O Brasil é um dos países campeões em línguas ameaçadas de extinção. A
crer nas estimativas de Tove Skutnabb-Kangas, com 219 idiomas, somos a
oitava nação mais linguisticamente diversa do planeta, ficando atrás
apenas de Papua-Nova Guiné (850), Indonésia (670), Nigéria (410),
Índia (380), Camarões (270), Austrália (250) e México (240).
Não por acaso, as línguas faladas por pequenos grupos indígenas em
áreas tropicais são as que correm maiores riscos, a exemplo do que se
dá com espécies animais e vegetais. As pressões econômicas que
derrubam florestas são as mesmas que rompem o isolamento cultural de
índios e os levam a fixar-se em áreas urbanas, adotando idiomas
majoritários como o português.
No plano global, acredita-se que existam em torno de 6.500 línguas.
Elas podem ser classificadas em três grandes grupos em relação a suas
perspectivas de sobrevivência. São chamadas de "moribundas" quando já
não são aprendidas pelas crianças. Estima-se que de 20% a 50% estejam
nessa situação. Diz-se que estão "ameaçadas" quando se encontram em
vias de deixar de ser aprendidas por jovens. E são consideradas
"seguras" quando não se enquadram em nenhuma das categorias
anteriores. Só 10% dos idiomas são robustos o bastante para se
encaixar na última definição; 90% não sobreviverão além de 2100.
A iniciativa do IBGE de promover o recenseamento linguístico tem o
mérito de mapear, para além de chutes e estimativas, os idiomas
existentes no Brasil e o grau de ameaça que paira sobre cada um.

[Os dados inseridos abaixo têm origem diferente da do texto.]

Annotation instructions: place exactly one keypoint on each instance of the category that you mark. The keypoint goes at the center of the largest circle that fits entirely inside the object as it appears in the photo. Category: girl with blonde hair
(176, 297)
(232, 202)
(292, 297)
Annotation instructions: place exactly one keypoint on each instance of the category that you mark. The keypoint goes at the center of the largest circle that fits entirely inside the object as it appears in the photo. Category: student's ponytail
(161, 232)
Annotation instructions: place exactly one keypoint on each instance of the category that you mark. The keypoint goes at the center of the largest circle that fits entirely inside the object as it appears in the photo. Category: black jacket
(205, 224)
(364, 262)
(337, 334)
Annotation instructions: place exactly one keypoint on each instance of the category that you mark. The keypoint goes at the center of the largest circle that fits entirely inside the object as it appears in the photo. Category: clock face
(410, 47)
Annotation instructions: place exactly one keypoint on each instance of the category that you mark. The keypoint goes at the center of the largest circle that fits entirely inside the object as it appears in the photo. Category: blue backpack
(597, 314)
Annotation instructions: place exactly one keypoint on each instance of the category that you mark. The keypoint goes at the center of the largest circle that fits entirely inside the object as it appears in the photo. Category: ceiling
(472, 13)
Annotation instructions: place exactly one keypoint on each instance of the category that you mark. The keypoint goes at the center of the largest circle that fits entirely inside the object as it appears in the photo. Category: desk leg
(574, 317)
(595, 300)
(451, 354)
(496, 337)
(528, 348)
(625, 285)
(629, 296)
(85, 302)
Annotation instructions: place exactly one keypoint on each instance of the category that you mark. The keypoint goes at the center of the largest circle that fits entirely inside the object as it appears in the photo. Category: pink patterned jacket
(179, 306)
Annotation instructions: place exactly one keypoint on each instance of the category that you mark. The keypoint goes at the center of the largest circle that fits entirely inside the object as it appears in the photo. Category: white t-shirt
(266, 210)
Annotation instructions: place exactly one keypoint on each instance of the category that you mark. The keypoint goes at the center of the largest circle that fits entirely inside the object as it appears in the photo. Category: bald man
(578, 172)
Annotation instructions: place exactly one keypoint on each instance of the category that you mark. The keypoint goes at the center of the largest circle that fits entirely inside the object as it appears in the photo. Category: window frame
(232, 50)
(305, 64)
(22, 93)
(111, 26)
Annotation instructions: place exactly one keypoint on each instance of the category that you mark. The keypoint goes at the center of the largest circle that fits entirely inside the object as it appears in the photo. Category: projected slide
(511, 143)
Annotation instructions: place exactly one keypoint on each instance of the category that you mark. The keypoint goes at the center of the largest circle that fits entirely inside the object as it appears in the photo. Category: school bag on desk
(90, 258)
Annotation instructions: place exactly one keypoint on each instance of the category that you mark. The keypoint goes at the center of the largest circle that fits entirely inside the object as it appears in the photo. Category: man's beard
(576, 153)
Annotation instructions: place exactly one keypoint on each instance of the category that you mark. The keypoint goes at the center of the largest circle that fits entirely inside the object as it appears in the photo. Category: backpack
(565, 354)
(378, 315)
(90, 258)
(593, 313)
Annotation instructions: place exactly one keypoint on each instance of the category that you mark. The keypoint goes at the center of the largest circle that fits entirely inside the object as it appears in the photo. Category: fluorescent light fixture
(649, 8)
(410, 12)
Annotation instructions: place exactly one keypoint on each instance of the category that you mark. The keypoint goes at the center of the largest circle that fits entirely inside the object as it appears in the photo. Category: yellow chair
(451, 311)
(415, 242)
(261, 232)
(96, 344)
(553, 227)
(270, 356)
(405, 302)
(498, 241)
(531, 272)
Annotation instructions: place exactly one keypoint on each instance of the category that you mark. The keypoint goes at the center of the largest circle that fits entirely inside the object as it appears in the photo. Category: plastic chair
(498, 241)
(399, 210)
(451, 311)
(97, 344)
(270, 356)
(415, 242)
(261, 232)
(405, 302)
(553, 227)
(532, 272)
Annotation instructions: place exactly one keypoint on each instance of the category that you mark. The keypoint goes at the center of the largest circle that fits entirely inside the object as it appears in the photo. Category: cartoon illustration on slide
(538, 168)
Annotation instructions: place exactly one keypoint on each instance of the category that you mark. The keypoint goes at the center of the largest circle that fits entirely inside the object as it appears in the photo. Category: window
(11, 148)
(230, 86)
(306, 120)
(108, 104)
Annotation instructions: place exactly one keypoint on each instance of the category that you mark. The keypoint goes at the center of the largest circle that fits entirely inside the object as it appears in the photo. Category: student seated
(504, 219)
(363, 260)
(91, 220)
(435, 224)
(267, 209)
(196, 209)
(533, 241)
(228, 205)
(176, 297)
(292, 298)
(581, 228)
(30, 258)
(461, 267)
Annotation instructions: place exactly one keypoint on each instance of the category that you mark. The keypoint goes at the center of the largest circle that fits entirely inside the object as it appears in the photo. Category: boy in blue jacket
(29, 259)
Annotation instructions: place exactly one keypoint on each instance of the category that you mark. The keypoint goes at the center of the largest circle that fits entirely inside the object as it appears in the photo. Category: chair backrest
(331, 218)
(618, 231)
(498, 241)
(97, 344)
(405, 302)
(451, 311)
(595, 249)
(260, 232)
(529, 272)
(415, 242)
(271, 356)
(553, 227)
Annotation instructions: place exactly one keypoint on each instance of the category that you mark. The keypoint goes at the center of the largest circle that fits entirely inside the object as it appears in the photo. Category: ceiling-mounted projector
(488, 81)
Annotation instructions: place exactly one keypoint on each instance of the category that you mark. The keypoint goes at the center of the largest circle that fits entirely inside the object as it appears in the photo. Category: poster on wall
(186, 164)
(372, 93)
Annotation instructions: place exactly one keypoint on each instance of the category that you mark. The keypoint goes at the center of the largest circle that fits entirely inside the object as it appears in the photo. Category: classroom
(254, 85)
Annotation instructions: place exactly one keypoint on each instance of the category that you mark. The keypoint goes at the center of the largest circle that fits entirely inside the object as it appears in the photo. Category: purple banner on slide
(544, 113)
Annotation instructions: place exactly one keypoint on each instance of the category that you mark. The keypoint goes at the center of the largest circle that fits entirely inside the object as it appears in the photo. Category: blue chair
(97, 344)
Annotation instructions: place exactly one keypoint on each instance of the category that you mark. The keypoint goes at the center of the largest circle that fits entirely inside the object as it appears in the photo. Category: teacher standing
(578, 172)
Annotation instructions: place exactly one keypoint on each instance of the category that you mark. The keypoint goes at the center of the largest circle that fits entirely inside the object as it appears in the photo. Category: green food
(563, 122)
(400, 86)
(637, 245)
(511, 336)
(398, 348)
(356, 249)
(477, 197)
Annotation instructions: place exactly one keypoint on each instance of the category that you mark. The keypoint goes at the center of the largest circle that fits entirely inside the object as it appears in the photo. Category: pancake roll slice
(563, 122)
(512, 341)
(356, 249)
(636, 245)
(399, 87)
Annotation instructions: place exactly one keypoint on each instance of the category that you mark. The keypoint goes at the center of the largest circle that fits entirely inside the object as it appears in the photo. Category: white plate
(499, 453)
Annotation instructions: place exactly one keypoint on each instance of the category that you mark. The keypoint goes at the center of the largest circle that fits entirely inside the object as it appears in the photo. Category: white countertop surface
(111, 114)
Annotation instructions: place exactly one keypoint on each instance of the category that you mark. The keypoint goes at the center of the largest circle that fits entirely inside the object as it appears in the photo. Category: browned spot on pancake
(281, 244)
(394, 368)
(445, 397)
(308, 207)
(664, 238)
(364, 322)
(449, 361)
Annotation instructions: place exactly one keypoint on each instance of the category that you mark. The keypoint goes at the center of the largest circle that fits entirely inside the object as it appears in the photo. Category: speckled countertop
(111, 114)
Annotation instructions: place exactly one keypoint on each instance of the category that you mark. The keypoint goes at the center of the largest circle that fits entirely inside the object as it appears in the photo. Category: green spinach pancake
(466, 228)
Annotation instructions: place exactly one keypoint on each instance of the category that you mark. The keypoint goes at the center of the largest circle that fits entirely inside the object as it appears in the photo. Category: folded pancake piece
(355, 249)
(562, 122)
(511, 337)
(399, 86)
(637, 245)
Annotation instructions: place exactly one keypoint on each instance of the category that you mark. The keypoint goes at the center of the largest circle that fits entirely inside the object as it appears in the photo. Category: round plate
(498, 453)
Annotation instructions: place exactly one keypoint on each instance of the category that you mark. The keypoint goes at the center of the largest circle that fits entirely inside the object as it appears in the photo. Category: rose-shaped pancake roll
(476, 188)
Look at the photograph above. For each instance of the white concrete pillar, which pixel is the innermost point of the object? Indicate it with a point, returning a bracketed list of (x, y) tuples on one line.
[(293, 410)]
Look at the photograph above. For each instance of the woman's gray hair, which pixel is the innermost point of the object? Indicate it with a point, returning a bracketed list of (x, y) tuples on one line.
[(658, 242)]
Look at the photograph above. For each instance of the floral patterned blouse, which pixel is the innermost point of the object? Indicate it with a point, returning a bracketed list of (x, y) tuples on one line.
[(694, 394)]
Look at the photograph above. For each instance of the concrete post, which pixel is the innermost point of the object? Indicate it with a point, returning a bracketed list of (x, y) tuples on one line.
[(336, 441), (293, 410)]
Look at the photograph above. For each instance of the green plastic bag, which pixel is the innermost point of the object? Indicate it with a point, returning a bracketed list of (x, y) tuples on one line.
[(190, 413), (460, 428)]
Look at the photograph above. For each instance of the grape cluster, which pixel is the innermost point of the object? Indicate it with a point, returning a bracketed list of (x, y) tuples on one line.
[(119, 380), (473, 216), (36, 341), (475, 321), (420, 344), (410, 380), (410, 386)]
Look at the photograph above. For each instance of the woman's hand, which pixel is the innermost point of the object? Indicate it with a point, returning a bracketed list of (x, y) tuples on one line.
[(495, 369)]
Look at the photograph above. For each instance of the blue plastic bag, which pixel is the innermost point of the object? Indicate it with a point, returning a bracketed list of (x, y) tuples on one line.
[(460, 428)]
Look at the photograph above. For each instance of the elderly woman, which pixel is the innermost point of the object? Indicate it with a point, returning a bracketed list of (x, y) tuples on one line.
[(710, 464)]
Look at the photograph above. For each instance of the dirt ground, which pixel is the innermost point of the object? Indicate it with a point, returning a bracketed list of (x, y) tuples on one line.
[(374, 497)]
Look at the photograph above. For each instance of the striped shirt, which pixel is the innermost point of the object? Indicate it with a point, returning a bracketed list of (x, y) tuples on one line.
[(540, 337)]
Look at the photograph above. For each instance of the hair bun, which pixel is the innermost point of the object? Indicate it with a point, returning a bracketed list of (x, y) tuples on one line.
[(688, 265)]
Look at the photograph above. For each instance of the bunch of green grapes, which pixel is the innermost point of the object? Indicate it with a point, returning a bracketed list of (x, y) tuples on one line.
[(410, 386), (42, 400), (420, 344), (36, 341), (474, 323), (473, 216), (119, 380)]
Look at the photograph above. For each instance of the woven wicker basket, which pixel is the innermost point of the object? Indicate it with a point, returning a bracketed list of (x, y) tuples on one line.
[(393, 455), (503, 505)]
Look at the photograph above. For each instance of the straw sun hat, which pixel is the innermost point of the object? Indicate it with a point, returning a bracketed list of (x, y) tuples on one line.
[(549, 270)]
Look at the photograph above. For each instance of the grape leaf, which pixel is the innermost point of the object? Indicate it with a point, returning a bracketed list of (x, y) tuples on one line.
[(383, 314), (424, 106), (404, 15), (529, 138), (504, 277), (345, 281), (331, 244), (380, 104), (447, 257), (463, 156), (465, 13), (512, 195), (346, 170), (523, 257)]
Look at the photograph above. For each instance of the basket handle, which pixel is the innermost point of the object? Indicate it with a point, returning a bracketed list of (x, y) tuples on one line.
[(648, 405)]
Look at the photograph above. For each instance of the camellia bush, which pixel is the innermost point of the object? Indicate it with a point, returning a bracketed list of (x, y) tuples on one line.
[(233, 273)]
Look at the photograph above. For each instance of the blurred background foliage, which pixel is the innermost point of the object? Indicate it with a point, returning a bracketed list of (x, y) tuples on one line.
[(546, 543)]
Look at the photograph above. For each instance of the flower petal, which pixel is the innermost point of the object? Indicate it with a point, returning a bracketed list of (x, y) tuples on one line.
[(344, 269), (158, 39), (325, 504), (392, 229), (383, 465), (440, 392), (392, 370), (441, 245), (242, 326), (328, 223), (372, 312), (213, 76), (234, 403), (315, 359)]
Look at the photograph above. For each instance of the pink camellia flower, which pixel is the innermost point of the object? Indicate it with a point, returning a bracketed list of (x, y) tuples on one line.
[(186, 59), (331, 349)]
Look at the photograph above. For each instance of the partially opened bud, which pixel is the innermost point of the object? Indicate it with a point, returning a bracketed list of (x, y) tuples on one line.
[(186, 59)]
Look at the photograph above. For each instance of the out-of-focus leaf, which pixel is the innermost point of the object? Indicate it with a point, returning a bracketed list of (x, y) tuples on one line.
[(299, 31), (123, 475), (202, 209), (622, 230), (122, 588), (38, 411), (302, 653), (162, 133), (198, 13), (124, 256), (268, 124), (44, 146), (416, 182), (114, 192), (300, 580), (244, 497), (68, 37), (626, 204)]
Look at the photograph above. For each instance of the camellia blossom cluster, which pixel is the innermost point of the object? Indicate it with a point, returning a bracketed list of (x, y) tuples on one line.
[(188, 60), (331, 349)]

A questão é se vale a pena tentar salvar idiomas ou se o processo de
concentração linguística é inexorável. Na última hipótese, só o que
nos restaria fazer é colecionar o maior número possível de registros
dessas línguas, para que elas não se percam inteiramente. Cada idioma,
afinal, ao revelar como um grupo de indivíduos pensa e hierarquiza o
mundo, é uma janela para a natureza humana.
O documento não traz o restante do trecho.